夜中に迷い込んだオクルは朝になってもそこにいた。相変わらず掛け布団の下で丸くなって可愛らしい寝息を立てている。
「ハイゼ…昨日のオクルまだいるわ。」
あたしは着替えようとついたての反対側、自分のスペースに入りハイゼに呼びかけた。
「…分かった、今行く。」
ハイゼはいつものベージュの上着を着てベルトを締めるとすぐに来てくれた。それでもなおオクルは起きる気配がない。ハイゼは布団をめくり上げ、眠るオクルの背を指で軽くつつくと、オクルはやっと深い緑色の目を開けた。そのクリクリとした表情がまた可愛らしい。
「緑の目…まだ子供だな。」
「そうなんだ。触っても大丈夫かな?」
しかしハイゼの判断よりも先にオクルは思い切り伸びをして光姫の方に登ってきた。光姫の肩には少し大きい体だけれど、それほど重くは感じない。オクルにとっても居心地は悪くなさそうだ。しっかりと肩に乗って毛繕いを始めている。
「これって…」
「へぇ…珍しいな。随分お前に懐いてるみたいだな。」
ハイゼはそんなオクルを試しに撫でてみた。オクルはちらりとハイゼを見やったが特に噛み付いたりなんかはしない。あたしが指を出すとペロッとひと舐めするくらい懐いている。
「お前独りなの?」
あたしの問いにオクルは毛繕いしながら耳を動かす。詳しい生態は分からないけど、近くに仲間がいるようには思えない。何故独りで迷い込んだのだろう。
「御頭、お嬢。飯だぞ。」
料理長が声をかけて入ってきた。大きな独特のエプロンを身に着けたまま。もうそんな時間か…そういえば早く出発するって言ってたもんね。
「どうかしたんか?」
ついたてに仕切られた狭い空間に集まっていたあたしとハイゼに料理長が問う。
「料理長見て、この子。」
「こいつ…オクルじゃんか。どうしたんだ?」
「昨日夜に迷い込んできたの。」
「へぇ…人懐っこいな、珍しい。」
料理長は大きな手でオクルの頭をガシガシと撫でた。あまりの勢いにオクルは目を堅く瞑ったけれど、それでも嫌がったりしない。なんて可愛いんだろう。
「で、こいつどうするんだ?連れて行くのか?」
「それは…」
あたしと料理長は同時にハイゼを見やった。
「別にどちらでも…。逃げないようなら連れてきな。」
ハイゼの返事はどこか気だるそう。こんなにテンションの低いハイゼは初めてだ。
「どうした?御頭、随分寝覚めが悪そうだな。」
「ん…まぁ少しな。」
ハイゼは俯き加減にベルトを締めなおした。
「あ、ハイゼごめんね。昨日寝づらかったでしょ?」
「いや、そのせいじゃないよ。早く着替えな。」
それだけ言うとハイゼはついたてから出て行ってしまった。
「何だ何だ?昨日一緒に寝たのはオクルじゃなかったのか?」
「んもう!料理長ってばすぐそっちに持ってこうとするんだから。」
ニヤニヤと茶化す料理長に光姫は赤い顔をして否定した。
「なに、男女の性ってやつさ。じゃ、朝飯用意して待ってるからな。」
料理長はそう言ってテントを後にする。あたしはオクルを一度抱きしめてベッドに下ろすとすぐに着替え始めた。盗賊騒ぎでロスしてしまった分を早く取り返さないと…、だってあれはあたしを連れ戻してくれるために払った時間なんだから。

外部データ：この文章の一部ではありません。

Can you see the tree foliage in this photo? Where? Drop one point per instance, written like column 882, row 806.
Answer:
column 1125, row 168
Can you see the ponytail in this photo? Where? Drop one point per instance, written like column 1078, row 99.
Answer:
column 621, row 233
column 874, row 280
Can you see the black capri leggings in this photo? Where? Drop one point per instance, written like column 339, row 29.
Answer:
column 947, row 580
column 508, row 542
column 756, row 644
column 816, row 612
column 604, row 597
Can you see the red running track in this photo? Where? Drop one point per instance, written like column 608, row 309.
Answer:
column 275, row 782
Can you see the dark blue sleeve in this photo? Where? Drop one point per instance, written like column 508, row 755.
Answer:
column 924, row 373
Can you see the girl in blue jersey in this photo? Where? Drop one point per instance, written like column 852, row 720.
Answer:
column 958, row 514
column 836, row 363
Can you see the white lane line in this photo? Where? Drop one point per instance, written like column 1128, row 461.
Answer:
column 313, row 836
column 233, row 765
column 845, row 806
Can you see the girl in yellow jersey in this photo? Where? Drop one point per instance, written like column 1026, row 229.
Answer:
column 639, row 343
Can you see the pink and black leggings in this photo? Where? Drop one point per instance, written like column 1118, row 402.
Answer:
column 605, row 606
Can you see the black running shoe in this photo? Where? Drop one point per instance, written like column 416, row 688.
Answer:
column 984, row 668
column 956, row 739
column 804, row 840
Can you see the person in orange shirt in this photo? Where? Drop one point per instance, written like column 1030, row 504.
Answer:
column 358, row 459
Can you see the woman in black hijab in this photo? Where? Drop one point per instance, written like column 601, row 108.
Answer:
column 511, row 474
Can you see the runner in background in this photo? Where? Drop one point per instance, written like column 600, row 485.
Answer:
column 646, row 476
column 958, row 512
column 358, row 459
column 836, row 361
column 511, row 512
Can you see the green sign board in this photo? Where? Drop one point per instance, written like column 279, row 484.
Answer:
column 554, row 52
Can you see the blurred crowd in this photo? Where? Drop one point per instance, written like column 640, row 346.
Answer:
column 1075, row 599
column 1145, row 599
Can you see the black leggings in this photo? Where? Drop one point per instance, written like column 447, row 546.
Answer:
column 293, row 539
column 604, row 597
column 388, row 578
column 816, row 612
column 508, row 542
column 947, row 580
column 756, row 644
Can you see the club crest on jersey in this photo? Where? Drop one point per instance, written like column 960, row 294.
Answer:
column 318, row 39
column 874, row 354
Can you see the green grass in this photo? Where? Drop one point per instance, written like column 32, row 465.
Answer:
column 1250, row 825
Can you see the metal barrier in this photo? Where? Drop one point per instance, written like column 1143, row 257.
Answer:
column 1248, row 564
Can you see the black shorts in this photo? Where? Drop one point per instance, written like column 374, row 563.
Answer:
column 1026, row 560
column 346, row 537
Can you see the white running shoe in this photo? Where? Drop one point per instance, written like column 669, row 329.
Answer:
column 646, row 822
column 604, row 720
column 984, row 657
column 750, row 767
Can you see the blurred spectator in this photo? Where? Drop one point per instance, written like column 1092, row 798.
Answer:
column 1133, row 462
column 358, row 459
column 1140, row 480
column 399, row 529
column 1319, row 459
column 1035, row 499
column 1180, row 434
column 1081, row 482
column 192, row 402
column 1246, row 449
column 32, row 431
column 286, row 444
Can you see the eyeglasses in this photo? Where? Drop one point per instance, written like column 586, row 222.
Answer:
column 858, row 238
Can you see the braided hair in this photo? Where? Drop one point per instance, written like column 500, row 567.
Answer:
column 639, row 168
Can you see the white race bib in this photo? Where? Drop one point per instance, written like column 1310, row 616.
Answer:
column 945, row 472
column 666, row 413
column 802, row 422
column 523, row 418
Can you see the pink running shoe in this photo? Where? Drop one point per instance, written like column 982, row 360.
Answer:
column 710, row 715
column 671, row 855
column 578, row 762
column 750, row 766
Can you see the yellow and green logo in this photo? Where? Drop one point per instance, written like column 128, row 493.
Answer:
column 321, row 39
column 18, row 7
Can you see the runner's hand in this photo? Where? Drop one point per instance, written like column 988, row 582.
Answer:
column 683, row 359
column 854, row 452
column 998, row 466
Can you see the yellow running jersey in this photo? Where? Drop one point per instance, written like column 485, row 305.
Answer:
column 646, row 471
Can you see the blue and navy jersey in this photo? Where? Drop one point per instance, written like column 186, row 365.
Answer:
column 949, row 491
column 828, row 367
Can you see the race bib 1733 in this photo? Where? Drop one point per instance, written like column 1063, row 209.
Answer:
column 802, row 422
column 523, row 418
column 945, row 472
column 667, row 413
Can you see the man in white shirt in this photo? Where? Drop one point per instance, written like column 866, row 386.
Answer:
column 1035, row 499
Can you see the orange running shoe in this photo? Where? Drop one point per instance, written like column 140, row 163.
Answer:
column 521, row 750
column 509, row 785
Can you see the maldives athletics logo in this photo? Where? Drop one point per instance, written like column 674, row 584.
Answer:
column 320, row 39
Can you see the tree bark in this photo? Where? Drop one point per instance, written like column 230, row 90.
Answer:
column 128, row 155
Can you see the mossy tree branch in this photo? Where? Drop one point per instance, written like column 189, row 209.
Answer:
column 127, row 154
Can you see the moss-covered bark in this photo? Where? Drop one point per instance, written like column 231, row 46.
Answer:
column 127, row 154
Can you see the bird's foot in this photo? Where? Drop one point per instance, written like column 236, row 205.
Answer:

だけど…そんな風に考えていたから気付けなかった、頭が回らなかった。あたしはこの時、あの悲しい夢を見たこととハイゼのスペースに寝かせてもらったこと、ハイゼの寝覚めが悪かったことを全て一つに繋げて考えるべきだったんだ。どうしてこの時にそこまで思いを巡らせなかったのか、後になってあたしはひどく後悔することになった。